Remember to that the Bhagavad Vita came into being about 500 BC(with various antecedents and later refinements). Hinduism was an old religion about the time Christianity came into being. Interestingly enough, Socrates was also alive at that time. The world was seeing an increase of philosophical and intellectual development all over the known world , in places disconnected from each other, all at the same time. Israel and the Hebrews were suffering the "400" silent years at that time. God was surely winking at various nations, at those pagans who were sincerely seeking his presence. What the Bible states now, is that all religions are nought, only Christ is now sufficient for salvation. A man may indeed surrender is whole will to God, only to discover that he receives his will back again, empowered as a "son of God". Jesus how-ever was to be that gate that all men may enter in. There is saftey in that portal, in that in the process of surrendering to God in the name of Jesus, a man may know to whom he is truly surrendering. Devils may masquerade as various angels of light to deceive men, to ensnare them in false doctrines or to literally possess them. By entering at the Christ gate, Jesus will ensure that a sinner seeking repentance will not let Satan deceive that man, for he declared of himself,"If any man has seen me, he has seen the father...!"

We know grade A beef as such because a generally trusted authority has certified it such...there is some faith involved with that. The Bible declares that we can know we are coming to God by accepting Christ into our lives. One has to be convinced by faith that this is so, and this faith is actually granted us by the father. The thing is..and I don't why even a lot of Christians get hung on this...is that God wants to grant this faith to any-one who, bound with sin and gagged with condemnation, is desperate enough to at least "wriggle his little finger" in God's direction.

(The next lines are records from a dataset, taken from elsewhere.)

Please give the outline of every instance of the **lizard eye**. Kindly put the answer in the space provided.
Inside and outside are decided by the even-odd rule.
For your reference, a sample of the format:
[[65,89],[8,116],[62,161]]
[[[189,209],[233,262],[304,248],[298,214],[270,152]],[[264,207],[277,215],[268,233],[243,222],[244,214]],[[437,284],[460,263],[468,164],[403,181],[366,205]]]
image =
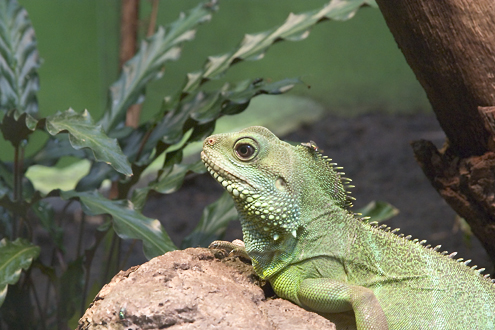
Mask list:
[[258,154],[258,147],[254,140],[243,138],[236,142],[234,151],[237,158],[242,161],[248,161]]

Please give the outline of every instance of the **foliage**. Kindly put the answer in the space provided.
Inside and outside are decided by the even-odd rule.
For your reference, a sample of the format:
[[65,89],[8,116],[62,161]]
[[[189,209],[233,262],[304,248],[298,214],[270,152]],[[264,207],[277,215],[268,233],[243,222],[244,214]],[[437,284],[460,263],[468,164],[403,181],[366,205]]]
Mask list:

The Hindu's highest Goal is to enter Moksha or extinction, the release from the cycle of Reincarnation, and the total extinguishing of self consciousness, the joining with a so-called universal unconsious God. The are various sub-beliefs and Buddhism is an off shoot of Hinduism.

The God I worship is personal and dynamically alive. Though we "live in God"(which Hindu's teach)"we move and HAVE our BEING"(which Hindu's and Buddhists would strongly disagree with). We are NOT GOD, if that were the case, I should have had consciousness of this from my birth! I am the only mdmathis6 I will ever be for all of eternity, the biggest promise scripture has given me regarding eternal and personal consciousness is that he has promised to give those who worship him"...a small stone with our own names written on it known only to each individual and to God himself". It is that promise of eternal uniqueness, and our knowledge of our own unique value to God(each one of us)is what Eve was truly hungry for when she reached for that forbidden fruit.

To be "like the Gods" isn't what we are hungry for; to be our true selves and loved by God is what we are most desirous of. Of a truth of irony, the more like our true selves (that God endeavors to make of us) we become, the more "like the Gods" we become.

God called himself, "I AM that I AM", and many of us when alone and meditating on our own consciousness have had that odd shattering experience of experiencing our own total"I AM" ness, a sense of our total soulishness, a sense that the universe could have existed with out us..yet here we are! We are most like the image of God in this respect, in that we have this consciousness of self(I AM'ness) distinct from all else around us. Hindu's and Buddhist's would argue this is illusion, that we must seek to lose this sense of self to escape from suffering.

God however found a way, in the expression of his Godhead "BODILY", Jesus Christ, to embrace our suffering, to take human pain and loneliness into his own consciousness while expressing his spiritual compassion for us, by dying for us so that the penalty of being in violation of his eternal Tao, his Logos, his LAW, could be lifted from us. He emptied his blood, his life out for us so that we might have life. This promised life is in essense, eternal personally and integrally centered consciousness, with a glorified body incapable of sin and suffering, yet this personal centeredness for-ever being shared with God...who after all is 'All in All'!